An integral part of travel is the road. You can still survive a short flight on an airplane, but what to do on a train when you have enough free time? When tired of empty conversations or the battery on your mobile phone runs out, stock up on a pen and notebook and get ready to train your logic and intelligence.
Of the folk board games, three are the most popular:
1. "The Hangman". Required number of players: 2. One thinks of any word and draws squares, as in the game "Field of Miracles": each square is a letter of the word. The area to which the word belongs should be named: food, plants, animals, professions, etc. You can add a couple of specific characteristics. The other player must try to guess the word by alternately calling the letter. In response to each wrong letter, the person making the word draws a part of the gallows. When the gallows and the man on it are completely drawn, the guessing word loses.
2. "Funny sticks". Take a squared notebook or draw a field of squares on a white sheet with a pencil. Each player, anywhere on the field, draws one line of the square with a pen or felt-tip pen (everyone must have a different color). The game requires care. As soon as the line turns out to be the closing line (the last one in this square), the player writes in the square the first letter of his name (or a symbol previously agreed upon) and gets 5 points. When the entire field is filled, the one with the most points wins.
3. "Sea battle". Players: 2. Each player on his sheet draws two squares with cells 12 by 13. Squares horizontally above are indicated by letters, squares vertically to the right - by numbers. One square is its own field, the other is the opponent's field. The player has 10 ships in his field: 4 single-deck (1 cell), 3 double-deck (2 cells), 2 three-deck (3 cells) and 1 four-deck ship (4 cells). For three-deck and four-deck ships, one deck can be located on top or on the side. The ships must not be in contact with each other.

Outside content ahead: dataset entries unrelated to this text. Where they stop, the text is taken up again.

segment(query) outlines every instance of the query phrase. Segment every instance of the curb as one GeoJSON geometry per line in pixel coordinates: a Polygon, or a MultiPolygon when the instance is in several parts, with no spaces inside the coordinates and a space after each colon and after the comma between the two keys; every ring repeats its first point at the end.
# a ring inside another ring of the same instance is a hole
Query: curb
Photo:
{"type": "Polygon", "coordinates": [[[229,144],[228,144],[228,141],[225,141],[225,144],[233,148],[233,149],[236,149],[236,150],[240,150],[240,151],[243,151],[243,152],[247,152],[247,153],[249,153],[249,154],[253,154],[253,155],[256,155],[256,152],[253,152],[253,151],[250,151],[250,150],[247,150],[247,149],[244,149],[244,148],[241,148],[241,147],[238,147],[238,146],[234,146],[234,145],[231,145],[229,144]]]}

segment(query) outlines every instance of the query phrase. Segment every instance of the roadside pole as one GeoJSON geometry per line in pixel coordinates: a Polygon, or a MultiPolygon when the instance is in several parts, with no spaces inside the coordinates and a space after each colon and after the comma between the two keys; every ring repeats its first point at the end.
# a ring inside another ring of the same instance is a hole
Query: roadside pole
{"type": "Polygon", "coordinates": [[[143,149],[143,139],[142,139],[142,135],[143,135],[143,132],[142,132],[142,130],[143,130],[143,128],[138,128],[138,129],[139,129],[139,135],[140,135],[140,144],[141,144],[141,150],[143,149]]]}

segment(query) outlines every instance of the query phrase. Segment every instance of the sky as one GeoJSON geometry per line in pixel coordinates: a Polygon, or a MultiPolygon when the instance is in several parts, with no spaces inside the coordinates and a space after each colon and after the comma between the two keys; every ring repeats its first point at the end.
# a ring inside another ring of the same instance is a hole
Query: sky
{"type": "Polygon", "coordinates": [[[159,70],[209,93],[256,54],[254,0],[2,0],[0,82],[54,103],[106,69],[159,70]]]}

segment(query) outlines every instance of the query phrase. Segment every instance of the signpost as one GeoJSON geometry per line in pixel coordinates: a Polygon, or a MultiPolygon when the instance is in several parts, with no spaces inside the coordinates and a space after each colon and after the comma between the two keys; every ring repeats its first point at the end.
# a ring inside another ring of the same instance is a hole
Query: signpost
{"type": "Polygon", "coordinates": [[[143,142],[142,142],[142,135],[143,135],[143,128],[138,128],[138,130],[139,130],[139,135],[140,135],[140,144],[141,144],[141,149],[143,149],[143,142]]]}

Each player takes turns making a "shot": names the alphanumeric location of the cage he intends to shoot, for example: "A6!" If the shot misses the target, the other player says: "Pass" and both draw a dot in this cell. When hitting the deck of the ship - the player says "Wounded" and crosses out the deck (and the shooter draws a cross in his opponent's square and can shoot again until he misses). When the ship is destroyed, the player announces: "Killed". The winner is the one who first destroyed all enemy ships.